Era un atardecer frío, lluvioso, una mierda. Venteaba fuerte. Antes de llegar al puente de la 26 estalló una bomba. La onda explosiva mató a un perro, levantó a un taxi, volvió trizas los ventanales del edificio Colombia. Era amargo y triste pero así era: vivíamos en un país de muertos. Las noticias no eran sino de matanzas, masacres, voladuras de puentes, de torres derribadas. Pueblos masacrados, soldados torturados, niños mutilados, paramilitares, injusticias, ríos de sangre, dolores sin fin...
—¡El mundo se está acabando, carajo! -gritaba un señor de pelo blanco blandiendo un paraguas.
La reportera de un noticiero atribuía el atentado a un comando de la guerrilla urbana. Una pelandusca muerta de hambre le refutó delante de la cámara:
—No mienta, parcerita. El país está lleno de inocentes palomas.

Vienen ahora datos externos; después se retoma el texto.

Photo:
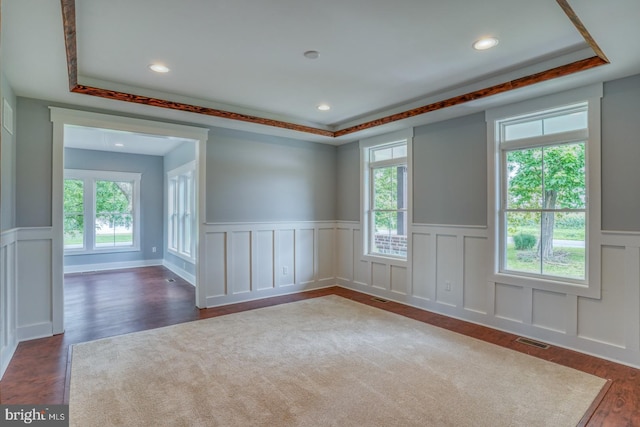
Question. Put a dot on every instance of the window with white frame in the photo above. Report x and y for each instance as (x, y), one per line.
(385, 201)
(180, 211)
(547, 163)
(101, 211)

Cuando vi llegar a la policía, me escabullí del tumulto y seguí de largo. Entré a la Cinemateca a ver El Cartero llama dos veces. Si bien es cierto que Jessica Lange hacía temblar sus tetas en cada escena de amor, yo ni siquiera me inmutaba; parecía una araña triste meditando en el fondo de una butaca: "—¿Qué va a pensar Usina cuando se entere que perdí el empleo?" —Le había prometido ser el futuro presidente de la empresa, casarnos, viajar por el mundo en globo, dorarnos la barriga en el Mediterráneo y todo eso. ¡Claro! Yo era el que soñaba. Vivía en función de los números, tenía pesadillas con ellos, yo mismo era un número 12021. Ese número me identificaba entre la muchedumbre haciéndome morder el polvo.
Al llegar al apartamento encontré a Usina tirada en la cama, cubierta apenas por su pelo negro sedosito y las medias zapotes que tanto me gustaban. Mientras le acariciaba la barriguita me puse a recordarle alegrías pasadas, mis sueños de grandeza, lo mucho que la amaba... La maldad me pasaba por debajo de las narices sin hacerme daño.
—¿Qué está pasando contigo? —me interrumpió.
—Perdí el empleo.
—¡Alcánzame un tabaco!
—Mi vida es una suma de desgracias y a ti sólo se te ocurre decir: "¡Alcánzame un tabaco!" ¿Hasta cuándo voy a soportar tanta indolencia tuya?
Seguramente pensó que me había vuelto loco. Jamás le había reclamado nada. Saltó de la cama y se encerró en el baño. Pasó un rato bien largo en el que no se oyó ni un suspiro ni un lamento.
—¿Estás bien? —le pregunté intrigado.
—Hay un puma en el baño.
—¿Un puma?
Se había escapado de un circo de miserias que debutaba en la vecindad, pero era tan inofensivo con las mujeres que ni las ofendía ni las agredía ni las preñaba. Amaba tanto la belleza que prefería la contemplación al goce pasajero. Los jadeos los dejaba para después.
—Seré tuya por siempre, pero por favor, ¡sálvame!
Usina siempre decía lo mismo pero me hacía sufrir lo indecible, ¿en qué mundo vivía? Se oyó un "ay", yo no sé si de gozo o de agonía; después sólo silencio. Presintiendo una desgracia empujé la puerta y entré. ¡Demasiado tarde! Usina se había fugado con el puma. Me hubiera gustado un desenlace menos patético, pero el amor al fin de cuentas, no es más que una comedia.